E saiu bem mais forte na corrida para 2024. Já em janeiro de 2021, logo depois da invasão do Congresso por seus seguidores, o pastor evangélico Kim Clement e um grupo de aliados de Trump criaram um roadshow (um espetáculo itinerante), que chamam de "The Great Re-Awakening Tour" (algo como "turnê do grande renascimento"), para pregar o "evangelho de Trump".

Uma gravação diz: "Há um homem com o nome de Donald. Deus disse: você foi determinado, através de suas preces, para influenciar a nação. Vou abrir essa porta que você pediu e, quando chegar o tempo da eleição, você será eleito".

Em um novo clipe, Clement diz a cerca de três mil pessoas em um auditório lotado, muitos com os braços levantados e os olhos fechados em oração, que canaliza a palavra de Deus: "Escutem-me, porque encontrei um homem no meu próprio coração e ele está entre vocês. Ele é um dos irmãos, mas foi escolhido para a Presidência dos Estados Unidos da América", segundo "testemunho" de um repórter do jornal The Guardian.
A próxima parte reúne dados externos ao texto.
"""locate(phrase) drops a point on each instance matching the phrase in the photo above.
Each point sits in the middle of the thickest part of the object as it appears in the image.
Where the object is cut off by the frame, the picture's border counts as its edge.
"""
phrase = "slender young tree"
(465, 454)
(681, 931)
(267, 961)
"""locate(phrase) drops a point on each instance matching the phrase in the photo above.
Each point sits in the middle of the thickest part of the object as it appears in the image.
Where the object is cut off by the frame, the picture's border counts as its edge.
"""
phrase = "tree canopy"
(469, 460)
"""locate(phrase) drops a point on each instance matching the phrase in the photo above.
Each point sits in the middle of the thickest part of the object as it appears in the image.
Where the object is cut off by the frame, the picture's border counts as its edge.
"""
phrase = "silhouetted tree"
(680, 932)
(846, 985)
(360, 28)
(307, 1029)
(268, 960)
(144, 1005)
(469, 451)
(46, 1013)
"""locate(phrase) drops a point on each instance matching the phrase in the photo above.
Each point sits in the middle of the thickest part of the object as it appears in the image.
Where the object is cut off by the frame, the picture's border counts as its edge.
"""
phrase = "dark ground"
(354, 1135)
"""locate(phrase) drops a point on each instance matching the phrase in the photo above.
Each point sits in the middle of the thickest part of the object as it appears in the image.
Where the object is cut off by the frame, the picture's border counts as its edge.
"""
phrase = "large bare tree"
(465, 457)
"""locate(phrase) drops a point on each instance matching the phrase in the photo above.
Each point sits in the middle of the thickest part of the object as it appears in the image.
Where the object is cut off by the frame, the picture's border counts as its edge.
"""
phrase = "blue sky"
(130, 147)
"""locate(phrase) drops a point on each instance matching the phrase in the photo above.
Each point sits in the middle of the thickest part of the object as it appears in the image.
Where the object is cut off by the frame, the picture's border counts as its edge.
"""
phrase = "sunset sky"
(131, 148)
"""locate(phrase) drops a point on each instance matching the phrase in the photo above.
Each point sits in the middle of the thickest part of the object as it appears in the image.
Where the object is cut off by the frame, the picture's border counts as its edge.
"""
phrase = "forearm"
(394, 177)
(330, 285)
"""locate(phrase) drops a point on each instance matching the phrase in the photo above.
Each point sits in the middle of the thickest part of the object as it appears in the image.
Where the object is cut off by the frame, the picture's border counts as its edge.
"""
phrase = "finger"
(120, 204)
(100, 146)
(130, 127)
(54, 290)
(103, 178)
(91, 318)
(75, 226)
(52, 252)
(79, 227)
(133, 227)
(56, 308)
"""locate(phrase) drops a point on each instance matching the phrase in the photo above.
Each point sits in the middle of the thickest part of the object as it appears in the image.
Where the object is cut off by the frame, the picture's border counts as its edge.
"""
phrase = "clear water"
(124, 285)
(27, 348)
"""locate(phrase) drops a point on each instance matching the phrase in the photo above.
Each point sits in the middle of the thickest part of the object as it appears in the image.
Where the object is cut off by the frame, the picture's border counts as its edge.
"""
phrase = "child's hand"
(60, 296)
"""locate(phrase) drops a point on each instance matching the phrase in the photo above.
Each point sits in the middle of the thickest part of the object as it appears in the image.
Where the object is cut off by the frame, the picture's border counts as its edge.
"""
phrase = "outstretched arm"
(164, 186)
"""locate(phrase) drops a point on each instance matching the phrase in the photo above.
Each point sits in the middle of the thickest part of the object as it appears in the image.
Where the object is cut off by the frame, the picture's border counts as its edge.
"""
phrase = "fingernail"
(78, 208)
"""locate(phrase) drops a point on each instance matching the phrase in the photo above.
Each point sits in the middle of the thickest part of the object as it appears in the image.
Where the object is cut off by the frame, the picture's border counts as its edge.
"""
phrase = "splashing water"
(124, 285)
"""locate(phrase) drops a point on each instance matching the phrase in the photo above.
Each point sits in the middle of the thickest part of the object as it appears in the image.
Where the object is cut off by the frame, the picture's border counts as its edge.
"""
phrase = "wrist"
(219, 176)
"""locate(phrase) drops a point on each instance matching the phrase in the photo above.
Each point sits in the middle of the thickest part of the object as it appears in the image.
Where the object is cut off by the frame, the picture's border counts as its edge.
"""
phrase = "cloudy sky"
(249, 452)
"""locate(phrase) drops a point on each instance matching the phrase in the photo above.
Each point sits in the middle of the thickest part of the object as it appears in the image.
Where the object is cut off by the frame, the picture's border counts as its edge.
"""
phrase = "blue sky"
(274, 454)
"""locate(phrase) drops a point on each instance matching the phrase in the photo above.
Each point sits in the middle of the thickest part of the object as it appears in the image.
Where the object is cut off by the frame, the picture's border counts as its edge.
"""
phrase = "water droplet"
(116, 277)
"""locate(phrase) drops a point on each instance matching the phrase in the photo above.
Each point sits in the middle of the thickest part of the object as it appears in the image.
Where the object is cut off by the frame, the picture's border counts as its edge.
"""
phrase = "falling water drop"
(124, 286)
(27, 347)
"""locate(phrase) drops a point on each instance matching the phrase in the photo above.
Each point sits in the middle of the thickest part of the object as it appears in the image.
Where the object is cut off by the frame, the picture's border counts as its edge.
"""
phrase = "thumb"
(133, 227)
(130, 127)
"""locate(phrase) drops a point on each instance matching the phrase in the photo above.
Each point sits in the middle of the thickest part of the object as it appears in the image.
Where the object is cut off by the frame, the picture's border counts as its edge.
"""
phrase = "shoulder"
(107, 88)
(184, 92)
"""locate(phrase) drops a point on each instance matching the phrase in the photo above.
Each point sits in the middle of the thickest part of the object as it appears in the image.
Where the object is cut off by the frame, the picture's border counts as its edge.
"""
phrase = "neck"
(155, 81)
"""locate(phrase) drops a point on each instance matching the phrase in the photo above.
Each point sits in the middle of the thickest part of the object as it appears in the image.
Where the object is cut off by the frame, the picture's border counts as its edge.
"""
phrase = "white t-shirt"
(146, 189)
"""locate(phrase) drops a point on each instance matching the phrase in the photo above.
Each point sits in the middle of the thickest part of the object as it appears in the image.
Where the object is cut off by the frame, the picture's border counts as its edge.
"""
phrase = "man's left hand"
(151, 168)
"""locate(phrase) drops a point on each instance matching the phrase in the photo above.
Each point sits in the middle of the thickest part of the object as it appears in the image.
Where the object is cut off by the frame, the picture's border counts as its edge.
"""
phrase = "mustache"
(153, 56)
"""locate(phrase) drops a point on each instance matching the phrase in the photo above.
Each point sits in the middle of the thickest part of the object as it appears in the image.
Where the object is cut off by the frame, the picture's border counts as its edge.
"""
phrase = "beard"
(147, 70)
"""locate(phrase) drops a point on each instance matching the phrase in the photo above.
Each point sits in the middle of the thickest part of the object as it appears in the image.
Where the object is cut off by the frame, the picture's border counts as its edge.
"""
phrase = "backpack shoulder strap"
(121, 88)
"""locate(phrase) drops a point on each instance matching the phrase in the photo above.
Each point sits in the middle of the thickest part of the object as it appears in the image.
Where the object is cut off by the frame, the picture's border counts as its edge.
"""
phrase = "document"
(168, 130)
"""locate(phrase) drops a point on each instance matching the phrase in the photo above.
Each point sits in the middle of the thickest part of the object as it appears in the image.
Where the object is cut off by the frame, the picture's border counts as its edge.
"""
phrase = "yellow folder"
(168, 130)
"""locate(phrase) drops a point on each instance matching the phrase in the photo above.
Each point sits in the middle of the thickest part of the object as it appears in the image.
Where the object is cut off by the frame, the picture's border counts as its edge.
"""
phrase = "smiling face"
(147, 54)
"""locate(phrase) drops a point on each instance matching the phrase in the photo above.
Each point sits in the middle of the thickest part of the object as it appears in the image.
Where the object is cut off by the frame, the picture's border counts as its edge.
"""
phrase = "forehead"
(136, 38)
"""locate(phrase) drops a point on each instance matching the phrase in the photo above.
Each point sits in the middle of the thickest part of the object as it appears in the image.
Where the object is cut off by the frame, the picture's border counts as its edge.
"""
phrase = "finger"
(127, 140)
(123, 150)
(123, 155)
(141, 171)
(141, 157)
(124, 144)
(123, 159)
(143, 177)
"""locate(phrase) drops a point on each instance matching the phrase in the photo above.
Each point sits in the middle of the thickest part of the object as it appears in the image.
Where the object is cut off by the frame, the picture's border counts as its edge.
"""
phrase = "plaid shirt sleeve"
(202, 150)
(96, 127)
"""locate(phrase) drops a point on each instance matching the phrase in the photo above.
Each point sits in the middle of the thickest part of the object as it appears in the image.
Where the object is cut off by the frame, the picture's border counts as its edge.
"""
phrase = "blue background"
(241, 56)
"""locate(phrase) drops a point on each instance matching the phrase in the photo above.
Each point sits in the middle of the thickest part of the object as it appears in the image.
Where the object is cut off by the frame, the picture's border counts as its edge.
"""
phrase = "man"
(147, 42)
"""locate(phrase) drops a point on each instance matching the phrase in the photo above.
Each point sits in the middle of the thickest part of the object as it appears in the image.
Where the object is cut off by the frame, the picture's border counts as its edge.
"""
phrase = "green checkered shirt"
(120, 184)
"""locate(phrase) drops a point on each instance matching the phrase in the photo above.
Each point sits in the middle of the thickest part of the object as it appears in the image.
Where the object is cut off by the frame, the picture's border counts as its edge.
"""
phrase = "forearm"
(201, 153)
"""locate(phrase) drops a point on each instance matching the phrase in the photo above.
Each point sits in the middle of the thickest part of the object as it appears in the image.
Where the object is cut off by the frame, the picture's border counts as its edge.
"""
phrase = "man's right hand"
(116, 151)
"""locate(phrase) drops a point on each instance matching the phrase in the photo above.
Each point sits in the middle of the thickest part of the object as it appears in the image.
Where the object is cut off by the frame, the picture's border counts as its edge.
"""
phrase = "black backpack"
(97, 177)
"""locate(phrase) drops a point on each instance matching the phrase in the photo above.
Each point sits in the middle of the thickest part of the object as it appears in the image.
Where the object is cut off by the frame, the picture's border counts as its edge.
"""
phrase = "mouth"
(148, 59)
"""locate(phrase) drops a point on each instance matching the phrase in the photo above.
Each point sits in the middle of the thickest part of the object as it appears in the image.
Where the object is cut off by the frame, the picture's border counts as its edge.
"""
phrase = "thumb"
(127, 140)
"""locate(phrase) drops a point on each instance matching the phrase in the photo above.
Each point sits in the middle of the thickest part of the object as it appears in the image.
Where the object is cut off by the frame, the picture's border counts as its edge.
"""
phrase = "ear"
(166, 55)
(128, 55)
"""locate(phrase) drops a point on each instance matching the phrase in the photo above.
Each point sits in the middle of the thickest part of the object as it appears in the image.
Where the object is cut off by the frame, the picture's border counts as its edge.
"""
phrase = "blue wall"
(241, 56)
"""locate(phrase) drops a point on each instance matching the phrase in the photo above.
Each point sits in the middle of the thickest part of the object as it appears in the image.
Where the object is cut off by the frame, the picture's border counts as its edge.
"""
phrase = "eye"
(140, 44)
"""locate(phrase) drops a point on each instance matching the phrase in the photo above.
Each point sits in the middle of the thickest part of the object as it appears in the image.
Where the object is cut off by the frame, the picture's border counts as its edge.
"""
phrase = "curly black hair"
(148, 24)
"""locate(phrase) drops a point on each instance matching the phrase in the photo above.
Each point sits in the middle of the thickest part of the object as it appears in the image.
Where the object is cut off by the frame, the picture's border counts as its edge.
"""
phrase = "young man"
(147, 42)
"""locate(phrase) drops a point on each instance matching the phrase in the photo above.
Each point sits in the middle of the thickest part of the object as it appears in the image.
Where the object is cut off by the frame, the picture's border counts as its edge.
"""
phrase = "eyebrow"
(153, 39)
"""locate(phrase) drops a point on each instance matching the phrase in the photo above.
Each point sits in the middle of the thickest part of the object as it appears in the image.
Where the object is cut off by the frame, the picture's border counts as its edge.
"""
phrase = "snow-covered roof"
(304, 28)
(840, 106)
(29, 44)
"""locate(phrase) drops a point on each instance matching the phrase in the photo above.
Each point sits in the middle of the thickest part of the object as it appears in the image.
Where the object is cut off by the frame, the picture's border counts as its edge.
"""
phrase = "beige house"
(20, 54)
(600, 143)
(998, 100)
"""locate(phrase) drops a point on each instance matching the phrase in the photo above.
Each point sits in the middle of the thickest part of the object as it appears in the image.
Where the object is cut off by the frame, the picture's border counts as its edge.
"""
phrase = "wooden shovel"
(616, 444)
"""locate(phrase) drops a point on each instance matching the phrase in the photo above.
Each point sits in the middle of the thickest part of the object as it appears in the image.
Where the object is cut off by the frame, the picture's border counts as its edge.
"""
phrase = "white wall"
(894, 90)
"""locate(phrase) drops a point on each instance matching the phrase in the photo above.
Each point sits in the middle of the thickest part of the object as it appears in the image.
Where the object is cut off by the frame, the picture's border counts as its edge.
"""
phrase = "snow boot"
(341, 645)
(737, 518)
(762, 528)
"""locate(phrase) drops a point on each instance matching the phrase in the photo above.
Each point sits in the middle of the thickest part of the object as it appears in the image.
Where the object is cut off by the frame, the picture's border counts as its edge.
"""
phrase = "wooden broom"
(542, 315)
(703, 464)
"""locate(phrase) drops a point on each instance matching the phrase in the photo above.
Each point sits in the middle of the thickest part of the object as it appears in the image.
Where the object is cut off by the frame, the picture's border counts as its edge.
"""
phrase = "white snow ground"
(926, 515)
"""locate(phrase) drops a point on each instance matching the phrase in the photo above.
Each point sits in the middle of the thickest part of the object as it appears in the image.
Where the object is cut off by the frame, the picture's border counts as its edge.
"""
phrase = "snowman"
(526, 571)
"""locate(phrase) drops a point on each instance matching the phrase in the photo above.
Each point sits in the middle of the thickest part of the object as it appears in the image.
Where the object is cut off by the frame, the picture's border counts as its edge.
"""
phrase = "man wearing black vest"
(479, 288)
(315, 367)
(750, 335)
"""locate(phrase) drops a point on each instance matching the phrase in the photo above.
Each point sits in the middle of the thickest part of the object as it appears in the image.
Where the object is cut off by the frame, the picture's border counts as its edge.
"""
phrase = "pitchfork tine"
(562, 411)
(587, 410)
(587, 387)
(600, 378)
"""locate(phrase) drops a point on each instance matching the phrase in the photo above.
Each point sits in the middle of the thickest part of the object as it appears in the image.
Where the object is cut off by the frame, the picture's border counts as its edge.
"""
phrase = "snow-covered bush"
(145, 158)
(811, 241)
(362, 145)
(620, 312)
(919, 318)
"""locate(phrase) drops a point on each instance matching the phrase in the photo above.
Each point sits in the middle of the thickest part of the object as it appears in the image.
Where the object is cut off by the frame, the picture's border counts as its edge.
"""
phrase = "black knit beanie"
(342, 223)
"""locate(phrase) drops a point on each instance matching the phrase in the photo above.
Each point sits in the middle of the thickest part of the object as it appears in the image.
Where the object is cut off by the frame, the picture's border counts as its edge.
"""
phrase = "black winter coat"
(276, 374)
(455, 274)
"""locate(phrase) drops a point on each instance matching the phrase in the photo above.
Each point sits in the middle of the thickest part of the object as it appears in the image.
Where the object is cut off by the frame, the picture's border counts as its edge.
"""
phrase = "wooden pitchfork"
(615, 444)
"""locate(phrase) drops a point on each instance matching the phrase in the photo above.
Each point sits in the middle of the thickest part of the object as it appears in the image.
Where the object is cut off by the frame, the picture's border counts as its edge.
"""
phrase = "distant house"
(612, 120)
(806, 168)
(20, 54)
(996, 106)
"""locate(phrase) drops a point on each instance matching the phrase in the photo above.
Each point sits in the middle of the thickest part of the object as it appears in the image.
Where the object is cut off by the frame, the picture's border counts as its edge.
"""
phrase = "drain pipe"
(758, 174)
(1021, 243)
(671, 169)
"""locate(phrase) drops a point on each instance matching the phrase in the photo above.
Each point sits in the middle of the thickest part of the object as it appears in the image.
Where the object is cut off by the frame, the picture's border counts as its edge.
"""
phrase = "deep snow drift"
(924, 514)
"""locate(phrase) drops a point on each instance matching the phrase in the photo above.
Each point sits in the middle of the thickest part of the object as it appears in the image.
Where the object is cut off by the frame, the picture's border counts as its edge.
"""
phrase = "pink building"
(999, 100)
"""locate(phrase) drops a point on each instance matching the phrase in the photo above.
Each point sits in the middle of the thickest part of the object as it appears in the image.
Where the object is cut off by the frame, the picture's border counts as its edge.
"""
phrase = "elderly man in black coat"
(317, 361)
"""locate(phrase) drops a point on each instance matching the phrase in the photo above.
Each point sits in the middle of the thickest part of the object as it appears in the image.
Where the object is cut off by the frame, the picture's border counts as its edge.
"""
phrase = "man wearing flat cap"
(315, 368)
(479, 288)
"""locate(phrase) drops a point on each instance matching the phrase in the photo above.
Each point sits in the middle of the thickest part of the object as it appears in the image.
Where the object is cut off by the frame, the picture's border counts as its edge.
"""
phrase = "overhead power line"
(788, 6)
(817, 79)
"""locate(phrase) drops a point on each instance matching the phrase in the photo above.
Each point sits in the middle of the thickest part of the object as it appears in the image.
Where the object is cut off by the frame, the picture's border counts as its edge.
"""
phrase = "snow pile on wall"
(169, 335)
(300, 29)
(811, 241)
A audiência vibra quando uma imagem de Deus irradia a tela e se ouve: "Ouçam-me, hoje. Eu tenho tudo planejado. Encontrei um homem que irá restaurar o destino de Sião".

Durante dois dias, os crentes, que pagaram até US$ 500 por um ingresso vip, ouvem os aliados de Trump, como Michael Flynn, o "general da América" que foi condenado e preso, mas perdoado por Trump, e o empresário Mike Lindell, que discursa que forças estrangeiras estão se infiltrando nas urnas eletrônicas para subverter as eleições nos EUA. E ouvem o filho de Trump, Eric, que usa o celular para transmitir uma mensagem do ex-presidente ao vivo.

Um apresentador anuncia que está em curso a luta do bem contra o mal. E pergunta: "Quantos de vocês acreditam que Jesus é o rei e que Donald Trump é o presidente?", perpetuando a chamada "grande mentira" de que Trump ganhou a eleição de 2020, mas ela foi roubada em favor de Joe Biden, o atual presidente.

Nesses dois dias, os crentes também têm à disposição uma grande tenda de venda de produtos, que vão de camisetas com as cores da bandeira dos EUA e bonés com a inscrição "MAGA" (Make America Great Again), das campanhas de Trump, a óleo de cobra, que "melhora a saúde em nível celular".